When I was a pup in the enterprise technology industry, I noticed that some of the best solutions came from smaller vendors. Upon hearing this, my elders would pull me aside and say, "sure, but how much longer will that vendor be around?"

That's a hard argument to counter, because of course everyone harbors fears about their vendors' viability. Statistically, most small businesses fail. Software vendors are no different, and who wants to get stuck with an unsupported product? In the wake of the dot-com bust, the old canard, "no one ever got fired for recommending IBM" got replaced with, "at least we know IBM isn't going away any time soon."

Two decades and much gray hair later, I've come to the conclusion that the very biggest vendors can actually carry the highest risks in terms of product continuity. IBM, Microsoft, Oracle, EMC, Google, and SAP aren't going to fail as companies, but they will kill individual products at the drop of the hat. Remember they are constantly buying other vendors, and their own product strategies can shift quickly, due to staff turnover, equity market shifts, or simple faddishness, to which the biggest players are especially susceptible.

I was reminded of this yesterday when Apoorv pointed out that IBM has quietly announced that it will stop marketing its Omnifind Yahoo Edition (OYE) search engine, and discontinue support next year. IBM has had a tendency to proliferate different search technologies across its various product lines, so perhaps this sort of rationalization makes sense.

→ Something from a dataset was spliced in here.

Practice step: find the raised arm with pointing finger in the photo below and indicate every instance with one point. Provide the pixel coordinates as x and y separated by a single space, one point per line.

Except it may not make sense for those customers who bought into OYE when IBM made a big splash with it four years ago. Replacing search technologies is no trivial effort.

I could cite similar examples from all the other big vendors mentioned above.

Smaller vendors, especially those focused on one tool, are staking their corporate lives on their offering. Their product could still weaken over time -- and as a customer you need to stay on top of innovation and support levels -- but you typically won't see a capricious decision to discontinue it outright.

Could your small, focused vendor go kaput? Sure. Can open source projects wither? Absolutely. It's always possible. I've learned to look at viability and continuity as a multi-dimensional challenge, and our evaluation research for each of the 200 solutions we cover analyzes the challenge from several perspectives, to give you the broadest possible picture of your risks.

In the end, though, if stability is a high priority, the biggest vendors may not present your best choice.